Hamburg. Sonnabend, 16 Uhr, die Glocken von St. Petri schlagen zur vollen Stunde. Das ist das Zeichen! Von Jungfernstieg und Rathausmarkt aus stürmen plötzlich Dutzende Jugendliche gen Reesendamm - und springen dort, gegenüber der Bank of China, in die Alster - teils voll bekleidet. Dort planschen sie unter lautem Gekreische ein bisschen, amüsieren sich etwas über die erstaunten Blicke der Passanten und kommen dann fast genauso schnell wieder aus dem Wasser heraus, wie sie zuvor hineingelaufen sind. Danach zerstreuen sie sich wieder in alle Richtungen, ganz so, als sei gar nichts gewesen.

"Alster-Springen" nannte sich dieses Spektakel, unter diesem Titel war es einige Tage zuvor im Online-Netzwerk Facebook organisiert worden. Und zwar als "Flashmob", als kurzer und scheinbar spontaner Menschenauflauf also, um binnen kurzer Zeit eine ungewöhnliche und daher aufsehenerregende Massen-Aktion über die Bühne zu bringen. "Um Punkt 16 Uhr", hatte es in der zwischenzeitlich schon wieder gelöschten Gruppe geheißen, "rennen, springen oder laufen wir in die Alster, nach etwa fünf Minuten solltet Ihr aus der Alster rausgehen und so tun, als hättet Ihr nichts gemacht!" Weiter forderte die Gruppe ihre Anhänger auf: "Je mehr Leute kommen, desto weniger doof sehen wir beim Baden in der Brühe aus!"

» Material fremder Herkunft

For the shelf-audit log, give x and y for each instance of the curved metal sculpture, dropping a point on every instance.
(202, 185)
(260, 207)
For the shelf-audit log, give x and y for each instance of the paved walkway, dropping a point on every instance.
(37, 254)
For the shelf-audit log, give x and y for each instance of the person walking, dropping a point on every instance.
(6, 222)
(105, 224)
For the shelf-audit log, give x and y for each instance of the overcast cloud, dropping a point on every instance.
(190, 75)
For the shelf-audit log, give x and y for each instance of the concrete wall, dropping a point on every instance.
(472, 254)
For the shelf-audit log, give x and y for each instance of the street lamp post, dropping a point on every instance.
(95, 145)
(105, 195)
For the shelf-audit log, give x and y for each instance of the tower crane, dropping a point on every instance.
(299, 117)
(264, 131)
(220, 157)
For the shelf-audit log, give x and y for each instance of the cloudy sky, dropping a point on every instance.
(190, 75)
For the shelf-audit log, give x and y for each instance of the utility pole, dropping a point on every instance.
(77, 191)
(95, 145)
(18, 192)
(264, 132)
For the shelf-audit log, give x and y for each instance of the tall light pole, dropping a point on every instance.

Mit "Brühe" war das Wasser an den Alsterarkaden gemeint. Hierhin hatte die Facebook-Gruppe "Alster-Springen" zum Flashmob geladen, immerhin knapp 900 Menschen hatten zugesagt. Das hatte auch die Polizei mitbekommen: Mit drei Streifenwagen und zwei Booten war sie um 15.45 Uhr im Einsatz. "Wir wollen darauf achten, dass niemandem etwas passiert", sagte einer der Beamten. Nein, fügte er hinzu, verboten sei es nicht, in der Alster zu baden. "Allerdings kann es im Wasser gefährlich sein, wegen der geringen Tiefe, möglicher Strömungen und der Schifffahrt."

"Höchstens 70 Leute" seien dabei gewesen, schätzte die Polizei hinterher. Das Gros der angemeldeten Facebook-Nutzer hatte beim Flashmob also doch nicht mitgemacht. "Spaß gemacht hat's trotzdem", sagten Lara, 14, aus St. Georg und Markus, 14, aus Wandsbek. Die beiden hatten den Flashmob nach eigenen Angaben initiiert - "weil das doch eine faszinierende Sache ist, wenn lauter Unbekannte gleichzeitig etwas Lustiges tun und die Umstehenden damit zum Staunen bringen."

Gestaunt, das haben vom Rathausmarkt aus auch Peter, 71, und Heidemarie Meierhoff, 64. Die Rentner aus Rahlstedt fanden das Alsterspring-Ereignis allerdings weniger begrüßenswert: "Unseretwegen können die Jugendlichen ihre verrückten Ideen ruhig ausleben. Aber dass dafür dann extra Polizisten kommen und folglich unsere Steuergelder draufgehen müssen, das geht doch wohl zu weit."